Apache Kafka has become the backbone of modern event-driven architectures. Whether you're building real-time data pipelines, implementing microservices communication, or processing millions of events per second, Kafka knowledge is essential for backend and data engineering roles.
This guide covers the Kafka concepts that interviewers actually ask about—from core fundamentals to production operational knowledge.
1. Kafka Fundamentals
Understanding Kafka's architecture is the foundation for all advanced topics.
Core Components
What are the main components of Kafka architecture?
┌─────────────────────────────────────────────────────────┐
│ Kafka Cluster │
│ ┌─────────┐ ┌─────────┐ ┌─────────┐ │
│ │ Broker 1│ │ Broker 2│ │ Broker 3│ │
│ │ │ │ │ │ │ │
│ │ Topic A │ │ Topic A │ │ Topic A │ │
│ │ Part 0 │ │ Part 1 │ │ Part 2 │ │
│ │ (Leader)│ │ (Leader)│ │ (Leader)│ │
│ │ │ │ │ │ │ │
│ │ Topic A │ │ Topic A │ │ Topic A │ │
│ │ Part 1 │ │ Part 0 │ │ Part 0 │ │
│ │(Replica)│ │(Replica)│ │(Replica)│ │
│ └─────────┘ └─────────┘ └─────────┘ │
└─────────────────────────────────────────────────────────┘
▲ │
│ ▼
┌─────────┐ ┌─────────┐
│Producer │ │Consumer │
└─────────┘ │ Group │
└─────────┘
- Broker: A Kafka server that stores data and serves clients
- Topic: A category/feed name to which records are published
- Partition: An ordered, immutable sequence of records within a topic
- Replica: A copy of a partition for fault tolerance
- Leader: The replica that handles all reads and writes for a partition
- Consumer Group: A set of consumers that cooperate to consume a topic
What is a Kafka topic and how does it differ from a traditional message queue?
A topic is a logical channel for publishing and subscribing to streams of records.
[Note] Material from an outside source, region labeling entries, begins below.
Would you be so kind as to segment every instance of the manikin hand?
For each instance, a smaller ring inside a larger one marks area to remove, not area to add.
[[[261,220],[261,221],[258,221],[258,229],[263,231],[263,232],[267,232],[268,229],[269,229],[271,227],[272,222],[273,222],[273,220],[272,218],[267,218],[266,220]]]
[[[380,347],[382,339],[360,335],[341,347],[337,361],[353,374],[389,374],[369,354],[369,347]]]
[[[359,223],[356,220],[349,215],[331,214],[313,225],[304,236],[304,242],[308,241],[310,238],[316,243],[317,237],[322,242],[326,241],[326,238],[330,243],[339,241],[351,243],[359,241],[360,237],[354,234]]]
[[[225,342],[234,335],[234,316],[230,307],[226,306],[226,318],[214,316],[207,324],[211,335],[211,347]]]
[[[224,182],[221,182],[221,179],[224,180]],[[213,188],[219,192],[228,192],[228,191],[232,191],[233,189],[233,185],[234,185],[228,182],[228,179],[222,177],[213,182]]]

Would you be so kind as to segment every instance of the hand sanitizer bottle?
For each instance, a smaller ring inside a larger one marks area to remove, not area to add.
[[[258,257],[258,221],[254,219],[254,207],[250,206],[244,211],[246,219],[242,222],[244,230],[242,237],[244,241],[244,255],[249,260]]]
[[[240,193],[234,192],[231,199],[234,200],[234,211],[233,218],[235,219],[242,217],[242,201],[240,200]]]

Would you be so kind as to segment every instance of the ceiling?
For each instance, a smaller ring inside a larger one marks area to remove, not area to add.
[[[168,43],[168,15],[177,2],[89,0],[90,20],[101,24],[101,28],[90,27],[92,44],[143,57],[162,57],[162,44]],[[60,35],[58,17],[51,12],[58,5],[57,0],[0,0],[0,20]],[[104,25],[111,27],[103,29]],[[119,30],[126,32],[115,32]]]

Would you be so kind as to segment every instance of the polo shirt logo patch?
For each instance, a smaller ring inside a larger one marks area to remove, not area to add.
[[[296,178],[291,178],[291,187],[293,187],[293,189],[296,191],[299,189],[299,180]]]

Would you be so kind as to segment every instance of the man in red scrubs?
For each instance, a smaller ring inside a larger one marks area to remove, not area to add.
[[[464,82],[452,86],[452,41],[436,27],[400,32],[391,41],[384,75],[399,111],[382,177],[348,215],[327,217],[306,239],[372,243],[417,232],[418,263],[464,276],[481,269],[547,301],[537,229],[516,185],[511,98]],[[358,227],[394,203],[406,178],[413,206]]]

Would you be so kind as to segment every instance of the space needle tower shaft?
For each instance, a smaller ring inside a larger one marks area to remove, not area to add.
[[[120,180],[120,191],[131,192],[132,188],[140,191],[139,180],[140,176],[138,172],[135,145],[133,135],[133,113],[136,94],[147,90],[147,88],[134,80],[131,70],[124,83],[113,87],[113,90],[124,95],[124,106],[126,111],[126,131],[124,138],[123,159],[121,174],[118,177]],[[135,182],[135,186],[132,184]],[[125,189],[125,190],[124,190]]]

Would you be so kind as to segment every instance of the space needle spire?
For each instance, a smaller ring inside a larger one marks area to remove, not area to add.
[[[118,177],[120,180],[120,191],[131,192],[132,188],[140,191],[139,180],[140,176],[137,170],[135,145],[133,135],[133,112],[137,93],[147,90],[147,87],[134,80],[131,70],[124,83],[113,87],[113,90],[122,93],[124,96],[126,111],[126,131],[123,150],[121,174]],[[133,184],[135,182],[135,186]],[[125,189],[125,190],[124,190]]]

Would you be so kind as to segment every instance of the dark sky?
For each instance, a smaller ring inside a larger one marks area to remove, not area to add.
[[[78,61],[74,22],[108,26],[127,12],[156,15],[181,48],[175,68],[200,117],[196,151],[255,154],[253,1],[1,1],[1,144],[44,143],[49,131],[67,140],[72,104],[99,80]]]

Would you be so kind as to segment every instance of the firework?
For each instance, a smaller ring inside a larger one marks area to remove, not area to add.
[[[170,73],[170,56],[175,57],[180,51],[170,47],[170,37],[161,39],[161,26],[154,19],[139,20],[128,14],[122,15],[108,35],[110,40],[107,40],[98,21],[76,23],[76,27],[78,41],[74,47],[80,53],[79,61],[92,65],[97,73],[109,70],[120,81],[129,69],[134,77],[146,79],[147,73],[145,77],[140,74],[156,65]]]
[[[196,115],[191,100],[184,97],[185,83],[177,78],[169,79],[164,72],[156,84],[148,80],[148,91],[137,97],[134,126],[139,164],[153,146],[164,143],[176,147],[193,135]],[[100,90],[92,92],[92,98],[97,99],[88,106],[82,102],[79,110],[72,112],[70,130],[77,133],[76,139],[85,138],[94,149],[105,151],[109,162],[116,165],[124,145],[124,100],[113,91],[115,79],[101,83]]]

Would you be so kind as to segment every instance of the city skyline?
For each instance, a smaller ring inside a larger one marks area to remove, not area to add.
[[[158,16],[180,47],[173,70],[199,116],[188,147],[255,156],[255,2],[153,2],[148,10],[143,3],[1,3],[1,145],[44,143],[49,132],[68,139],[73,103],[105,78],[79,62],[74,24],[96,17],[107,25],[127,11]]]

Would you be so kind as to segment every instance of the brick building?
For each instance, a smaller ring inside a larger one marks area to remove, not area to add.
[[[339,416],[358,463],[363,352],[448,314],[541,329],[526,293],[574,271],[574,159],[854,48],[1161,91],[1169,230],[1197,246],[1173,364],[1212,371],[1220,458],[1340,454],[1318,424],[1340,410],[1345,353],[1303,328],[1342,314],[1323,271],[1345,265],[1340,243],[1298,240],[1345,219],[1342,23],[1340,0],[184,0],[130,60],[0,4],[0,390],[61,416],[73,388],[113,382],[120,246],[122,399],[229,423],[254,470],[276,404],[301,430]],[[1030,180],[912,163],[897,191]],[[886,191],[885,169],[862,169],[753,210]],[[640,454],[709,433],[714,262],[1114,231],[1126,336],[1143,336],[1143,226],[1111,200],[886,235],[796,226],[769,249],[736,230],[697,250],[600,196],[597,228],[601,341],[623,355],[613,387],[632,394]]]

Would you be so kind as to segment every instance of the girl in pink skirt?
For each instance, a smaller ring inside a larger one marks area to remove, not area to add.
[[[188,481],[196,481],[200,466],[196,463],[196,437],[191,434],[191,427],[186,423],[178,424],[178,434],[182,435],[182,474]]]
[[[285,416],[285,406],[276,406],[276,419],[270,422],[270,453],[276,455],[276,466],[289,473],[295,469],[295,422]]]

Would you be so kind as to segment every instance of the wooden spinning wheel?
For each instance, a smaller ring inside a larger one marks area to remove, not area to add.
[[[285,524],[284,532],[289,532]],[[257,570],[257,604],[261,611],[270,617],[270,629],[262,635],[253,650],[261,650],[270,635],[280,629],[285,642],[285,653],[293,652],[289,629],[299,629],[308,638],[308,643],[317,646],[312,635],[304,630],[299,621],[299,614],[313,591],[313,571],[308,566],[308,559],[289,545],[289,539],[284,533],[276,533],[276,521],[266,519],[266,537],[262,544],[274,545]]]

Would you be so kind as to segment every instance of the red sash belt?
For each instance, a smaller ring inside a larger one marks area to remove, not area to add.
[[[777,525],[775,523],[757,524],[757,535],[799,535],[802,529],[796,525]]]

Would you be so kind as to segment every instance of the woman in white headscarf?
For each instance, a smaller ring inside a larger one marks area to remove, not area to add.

Unlike traditional queues:
| Aspect | Traditional Queue | Kafka Topic |
|---|---|---|
| Message retention | Deleted after consumption | Retained based on policy |
| Multiple consumers | Message goes to one consumer | All consumer groups get all messages |
| Replay capability | Not possible | Can replay from any offset |
| Ordering | Queue-wide (typically) | Per-partition only |
| Scaling | Limited | Horizontal via partitions |
Zookeeper vs KRaft
What is the role of Zookeeper in Kafka, and what is KRaft?
Traditionally, Kafka used Zookeeper for:
- Cluster membership and broker registration
- Topic configuration and partition metadata
- Controller election
- ACLs and quotas storage
KRaft (Kafka Raft) is the new metadata management system that eliminates Zookeeper:
# KRaft mode configuration (Kafka 3.3+)
process.roles=broker,controller
node.id=1
controller.quorum.voters=1@localhost:9093,2@localhost:9094,3@localhost:9095Benefits of KRaft:
- Simplified operations (one system instead of two)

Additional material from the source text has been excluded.